Figure 6.. NF-Y binding to the −85 proximal CCAAT box is dispensable for HPFH mutations that create de novo transcription factor binding sites.

a, The γ-globin promoter showing transcription factor binding motifs and mutations analyzed according to designations described for Figure 1a (hg19 – chr11:5,276,085–5,276,215. HPFH variants that create de novo transcription factor binding sites include −198 T>C (KLF1), −113 A>G (GATA1), and −110 A>C (NF-Y, this report). b, %HbF in clones with the indicated mutations, measured after 7 days of erythroid differentiation. Box and whisker plots show minimum, maximum, median, and interquartile ranges. Each dot represents an individual clone (n = 12 per genotype). A two-tailed unpaired t-test indicated no significant effect of the 85Δ mutation on either HPFH variant. c, %HbF in clones with the indicated mutations, analyzed as described for panel b. n = (27) −198C clones, (17) −198C + −186T clones, and (12) −198C + −85Δ clones). Ordinary one-way ANOVA with Tukey’s multiple comparisons test shows the multiplicity adjusted p-values between genotypes. *p = 0.0351; ****p < 0.0001.

Figure 7.. Competition between transcriptional repressors and activators for the γ-globin promoter in HPFH.
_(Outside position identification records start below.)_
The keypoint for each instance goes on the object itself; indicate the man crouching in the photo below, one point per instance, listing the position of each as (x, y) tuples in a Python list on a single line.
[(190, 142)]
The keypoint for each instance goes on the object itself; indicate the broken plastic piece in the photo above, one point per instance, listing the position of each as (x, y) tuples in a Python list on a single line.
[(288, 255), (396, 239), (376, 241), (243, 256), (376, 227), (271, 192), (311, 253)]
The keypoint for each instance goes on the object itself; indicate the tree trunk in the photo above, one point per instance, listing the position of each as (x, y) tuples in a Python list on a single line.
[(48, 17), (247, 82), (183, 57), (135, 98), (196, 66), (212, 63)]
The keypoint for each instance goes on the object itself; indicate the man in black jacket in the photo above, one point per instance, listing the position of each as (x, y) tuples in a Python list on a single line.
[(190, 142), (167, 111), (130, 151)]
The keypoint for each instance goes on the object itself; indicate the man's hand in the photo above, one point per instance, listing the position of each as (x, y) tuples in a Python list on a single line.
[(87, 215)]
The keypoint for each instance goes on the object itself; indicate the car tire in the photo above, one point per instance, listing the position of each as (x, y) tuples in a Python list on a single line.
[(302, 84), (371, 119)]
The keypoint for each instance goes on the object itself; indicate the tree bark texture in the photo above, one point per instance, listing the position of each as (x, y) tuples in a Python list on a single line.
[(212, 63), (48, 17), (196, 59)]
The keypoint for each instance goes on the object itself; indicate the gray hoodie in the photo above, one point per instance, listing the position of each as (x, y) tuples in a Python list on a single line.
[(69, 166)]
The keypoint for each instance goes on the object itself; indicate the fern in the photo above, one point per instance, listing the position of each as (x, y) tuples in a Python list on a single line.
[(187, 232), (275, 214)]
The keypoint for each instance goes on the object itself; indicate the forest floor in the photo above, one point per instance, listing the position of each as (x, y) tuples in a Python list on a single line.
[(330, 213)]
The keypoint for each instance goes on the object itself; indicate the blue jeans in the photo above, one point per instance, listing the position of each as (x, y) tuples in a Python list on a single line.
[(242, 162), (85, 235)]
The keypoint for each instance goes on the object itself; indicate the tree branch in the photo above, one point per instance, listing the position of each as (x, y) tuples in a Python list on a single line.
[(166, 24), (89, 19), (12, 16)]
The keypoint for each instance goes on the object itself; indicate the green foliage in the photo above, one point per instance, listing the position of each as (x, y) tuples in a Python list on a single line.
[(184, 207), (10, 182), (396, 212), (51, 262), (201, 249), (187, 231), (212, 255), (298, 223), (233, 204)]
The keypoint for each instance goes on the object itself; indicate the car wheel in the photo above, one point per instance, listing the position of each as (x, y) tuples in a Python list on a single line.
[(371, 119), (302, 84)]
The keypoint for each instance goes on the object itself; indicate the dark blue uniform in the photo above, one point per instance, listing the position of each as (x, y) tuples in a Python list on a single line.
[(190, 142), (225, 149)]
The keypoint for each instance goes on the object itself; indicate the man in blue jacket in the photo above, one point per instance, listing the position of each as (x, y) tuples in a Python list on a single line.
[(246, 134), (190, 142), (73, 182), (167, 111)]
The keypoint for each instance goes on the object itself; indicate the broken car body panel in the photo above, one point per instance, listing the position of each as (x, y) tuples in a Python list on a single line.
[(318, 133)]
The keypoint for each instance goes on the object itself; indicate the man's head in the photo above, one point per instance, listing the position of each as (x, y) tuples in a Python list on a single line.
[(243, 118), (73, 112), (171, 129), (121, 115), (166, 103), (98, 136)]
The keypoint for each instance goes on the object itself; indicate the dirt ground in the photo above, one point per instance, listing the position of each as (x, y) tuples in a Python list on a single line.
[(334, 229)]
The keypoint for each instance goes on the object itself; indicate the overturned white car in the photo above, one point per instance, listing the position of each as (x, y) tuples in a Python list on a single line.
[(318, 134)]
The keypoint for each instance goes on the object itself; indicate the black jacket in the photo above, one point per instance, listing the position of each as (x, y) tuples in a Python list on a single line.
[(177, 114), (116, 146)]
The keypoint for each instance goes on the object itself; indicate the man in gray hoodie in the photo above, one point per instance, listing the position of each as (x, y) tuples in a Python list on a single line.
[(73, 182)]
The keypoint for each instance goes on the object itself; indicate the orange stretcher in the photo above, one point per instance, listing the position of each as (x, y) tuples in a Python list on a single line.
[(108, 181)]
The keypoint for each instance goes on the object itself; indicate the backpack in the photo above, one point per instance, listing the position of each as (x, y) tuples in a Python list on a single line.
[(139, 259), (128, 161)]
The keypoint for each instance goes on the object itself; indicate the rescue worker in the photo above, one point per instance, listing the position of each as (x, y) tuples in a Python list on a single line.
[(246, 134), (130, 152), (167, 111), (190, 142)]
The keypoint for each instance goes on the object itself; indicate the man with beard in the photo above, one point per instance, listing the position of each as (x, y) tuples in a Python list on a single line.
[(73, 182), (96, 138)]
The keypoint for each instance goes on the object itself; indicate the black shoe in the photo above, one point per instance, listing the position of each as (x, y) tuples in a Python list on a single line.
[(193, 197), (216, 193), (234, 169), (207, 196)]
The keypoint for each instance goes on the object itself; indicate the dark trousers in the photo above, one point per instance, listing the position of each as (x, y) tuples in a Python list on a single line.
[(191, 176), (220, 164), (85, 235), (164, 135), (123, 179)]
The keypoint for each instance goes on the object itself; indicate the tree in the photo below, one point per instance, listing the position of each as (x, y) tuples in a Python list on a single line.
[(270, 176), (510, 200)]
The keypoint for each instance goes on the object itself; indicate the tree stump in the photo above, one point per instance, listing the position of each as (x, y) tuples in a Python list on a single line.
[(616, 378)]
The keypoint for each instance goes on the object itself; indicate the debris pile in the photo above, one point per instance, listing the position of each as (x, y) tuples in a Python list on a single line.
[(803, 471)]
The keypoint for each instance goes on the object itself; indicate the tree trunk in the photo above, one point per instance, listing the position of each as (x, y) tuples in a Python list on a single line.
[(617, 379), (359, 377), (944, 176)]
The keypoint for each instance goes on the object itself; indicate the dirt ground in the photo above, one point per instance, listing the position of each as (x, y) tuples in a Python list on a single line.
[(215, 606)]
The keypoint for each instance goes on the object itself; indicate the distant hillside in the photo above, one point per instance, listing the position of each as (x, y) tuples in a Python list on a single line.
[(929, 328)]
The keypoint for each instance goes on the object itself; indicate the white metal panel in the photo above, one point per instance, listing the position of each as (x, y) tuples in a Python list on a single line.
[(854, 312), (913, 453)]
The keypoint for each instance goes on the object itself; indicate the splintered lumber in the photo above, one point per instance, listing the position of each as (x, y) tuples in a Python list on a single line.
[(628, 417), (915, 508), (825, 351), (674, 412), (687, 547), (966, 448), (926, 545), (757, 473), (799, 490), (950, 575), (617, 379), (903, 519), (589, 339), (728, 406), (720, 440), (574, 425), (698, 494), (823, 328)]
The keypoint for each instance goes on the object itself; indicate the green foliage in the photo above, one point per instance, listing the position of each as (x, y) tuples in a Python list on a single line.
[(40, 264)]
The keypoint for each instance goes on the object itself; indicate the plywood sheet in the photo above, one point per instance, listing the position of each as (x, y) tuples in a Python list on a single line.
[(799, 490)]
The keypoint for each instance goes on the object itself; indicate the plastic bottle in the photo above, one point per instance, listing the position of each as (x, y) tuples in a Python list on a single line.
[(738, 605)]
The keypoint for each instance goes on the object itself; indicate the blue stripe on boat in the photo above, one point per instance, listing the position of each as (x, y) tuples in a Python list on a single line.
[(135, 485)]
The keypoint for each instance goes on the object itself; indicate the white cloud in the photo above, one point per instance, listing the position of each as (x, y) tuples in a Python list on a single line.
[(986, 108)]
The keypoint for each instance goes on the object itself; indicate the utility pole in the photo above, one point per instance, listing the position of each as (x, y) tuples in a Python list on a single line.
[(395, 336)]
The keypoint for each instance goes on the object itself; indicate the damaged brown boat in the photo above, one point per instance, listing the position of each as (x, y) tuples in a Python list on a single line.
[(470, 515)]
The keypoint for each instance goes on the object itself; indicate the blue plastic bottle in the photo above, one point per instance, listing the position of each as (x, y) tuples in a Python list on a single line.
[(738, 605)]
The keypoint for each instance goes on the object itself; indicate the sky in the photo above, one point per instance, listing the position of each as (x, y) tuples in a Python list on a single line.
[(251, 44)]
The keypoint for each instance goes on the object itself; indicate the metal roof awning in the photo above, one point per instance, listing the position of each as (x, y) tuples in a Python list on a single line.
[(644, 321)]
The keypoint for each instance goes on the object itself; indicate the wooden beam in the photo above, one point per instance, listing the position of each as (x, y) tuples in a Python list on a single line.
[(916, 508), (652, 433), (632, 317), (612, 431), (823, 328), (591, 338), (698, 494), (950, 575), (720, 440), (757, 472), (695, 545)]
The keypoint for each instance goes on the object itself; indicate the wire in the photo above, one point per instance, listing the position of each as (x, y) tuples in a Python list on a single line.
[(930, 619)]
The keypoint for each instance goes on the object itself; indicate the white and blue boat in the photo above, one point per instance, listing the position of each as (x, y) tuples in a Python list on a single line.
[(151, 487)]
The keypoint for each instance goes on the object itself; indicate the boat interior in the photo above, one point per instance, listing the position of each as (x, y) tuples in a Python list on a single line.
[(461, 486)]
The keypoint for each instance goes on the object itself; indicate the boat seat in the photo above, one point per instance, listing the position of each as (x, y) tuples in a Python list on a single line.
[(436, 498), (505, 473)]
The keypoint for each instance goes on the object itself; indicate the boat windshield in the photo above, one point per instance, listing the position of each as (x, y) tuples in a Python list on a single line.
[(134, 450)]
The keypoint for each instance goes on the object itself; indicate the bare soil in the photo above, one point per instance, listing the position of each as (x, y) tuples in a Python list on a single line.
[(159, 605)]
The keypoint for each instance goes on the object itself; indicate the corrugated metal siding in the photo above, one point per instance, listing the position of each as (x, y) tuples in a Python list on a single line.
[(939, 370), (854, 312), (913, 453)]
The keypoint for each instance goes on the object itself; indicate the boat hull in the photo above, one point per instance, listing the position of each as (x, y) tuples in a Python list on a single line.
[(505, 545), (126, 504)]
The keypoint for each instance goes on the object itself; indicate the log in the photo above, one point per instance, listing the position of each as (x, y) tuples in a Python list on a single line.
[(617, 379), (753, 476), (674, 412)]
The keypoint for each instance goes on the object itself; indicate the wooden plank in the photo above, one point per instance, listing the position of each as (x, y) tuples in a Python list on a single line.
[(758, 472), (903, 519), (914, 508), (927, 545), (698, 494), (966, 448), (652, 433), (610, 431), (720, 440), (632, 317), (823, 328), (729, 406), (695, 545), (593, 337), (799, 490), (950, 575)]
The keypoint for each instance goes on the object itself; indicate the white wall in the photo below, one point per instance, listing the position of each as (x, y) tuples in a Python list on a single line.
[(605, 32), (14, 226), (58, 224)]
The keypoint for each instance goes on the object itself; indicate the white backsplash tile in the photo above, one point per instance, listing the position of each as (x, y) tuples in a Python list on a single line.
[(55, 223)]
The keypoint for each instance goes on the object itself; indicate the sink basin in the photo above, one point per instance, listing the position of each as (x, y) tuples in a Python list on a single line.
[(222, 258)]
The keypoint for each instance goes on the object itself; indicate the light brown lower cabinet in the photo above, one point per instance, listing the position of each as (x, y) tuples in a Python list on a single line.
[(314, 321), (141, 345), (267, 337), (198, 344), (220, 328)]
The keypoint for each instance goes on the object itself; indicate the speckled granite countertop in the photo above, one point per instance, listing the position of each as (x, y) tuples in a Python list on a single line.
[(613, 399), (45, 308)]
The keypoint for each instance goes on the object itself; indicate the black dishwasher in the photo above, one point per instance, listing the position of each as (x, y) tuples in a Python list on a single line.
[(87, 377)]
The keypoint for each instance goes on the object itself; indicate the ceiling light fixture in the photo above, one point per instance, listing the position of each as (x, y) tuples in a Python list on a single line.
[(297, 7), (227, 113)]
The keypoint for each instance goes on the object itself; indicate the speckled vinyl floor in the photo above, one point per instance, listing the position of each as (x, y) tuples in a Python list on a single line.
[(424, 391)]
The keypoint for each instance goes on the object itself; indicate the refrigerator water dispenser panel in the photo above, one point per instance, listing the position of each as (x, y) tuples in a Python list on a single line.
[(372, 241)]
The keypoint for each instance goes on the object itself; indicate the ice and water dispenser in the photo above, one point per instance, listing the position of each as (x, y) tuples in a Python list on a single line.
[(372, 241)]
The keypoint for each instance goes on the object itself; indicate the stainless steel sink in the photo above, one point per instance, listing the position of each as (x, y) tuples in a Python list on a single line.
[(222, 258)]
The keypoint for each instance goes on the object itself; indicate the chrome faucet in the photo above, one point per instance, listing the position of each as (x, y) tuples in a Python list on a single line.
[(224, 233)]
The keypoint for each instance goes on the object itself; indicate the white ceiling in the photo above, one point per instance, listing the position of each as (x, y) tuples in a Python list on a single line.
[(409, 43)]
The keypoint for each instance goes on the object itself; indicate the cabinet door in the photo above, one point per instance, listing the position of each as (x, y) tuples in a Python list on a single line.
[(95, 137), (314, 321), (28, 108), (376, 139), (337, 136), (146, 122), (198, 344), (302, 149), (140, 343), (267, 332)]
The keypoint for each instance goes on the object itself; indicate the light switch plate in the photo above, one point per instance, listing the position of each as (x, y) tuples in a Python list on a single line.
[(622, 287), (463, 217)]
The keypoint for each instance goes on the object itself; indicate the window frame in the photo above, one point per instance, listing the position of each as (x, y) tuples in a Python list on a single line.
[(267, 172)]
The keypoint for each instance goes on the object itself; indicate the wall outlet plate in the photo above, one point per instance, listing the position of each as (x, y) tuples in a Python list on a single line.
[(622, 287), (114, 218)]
a, In adult-stage erythroid cells, ZBTB7A, BCL11A and their associated NuRD repressor complex (not shown) bind their indicated motifs and inhibit the recruitment of transcriptional activators GATA1 and NF-Y via steric effects and/or by establishing epigenetic modifications that inhibit chromatin occupancy (yellow and orange arrows). b, Numerous HPFH mutations disrupt the BCL11A binding motif, leading to GATA1 and NF-Y chromatin occupancy and transcriptional activation. Double arrows indicate that ZBTB7A may still bind its motif to exert a partial inhibitory effect. c, The HPFH variant −110 A>C stabilizes ectopic binding of NF-Y to the distal CCAAT box, which activates transcription by displacing BCL11A and promoting GATA1 occupancy. d, The −113 A>G HPFH variant creates a new GATA1 binding site at the distal CCAAT box. GATA-1 displaces BCL11A to activate transcription, in part by facilitating GATA1 binding to the upstream −189 motif. e, The HPFH variant −198 T>C creates a new binding motif for KLF1, which displaces ZBTB7A and activates GATA1-dependent transcription. BCL11A may still bind its motif, resulting in partial gene silencing, as indicated by the double arrow. Binding of GATA1 to the −189 motif is required for normal fetal γ-globin expression and for all HPFH variants tested. In contrast, NF-Y binding to the proximal CCAAT box is dispensable for transcriptional activation by the −110 A>C, −113 A>G, and −198 T>C HPFH variants (panels c-e).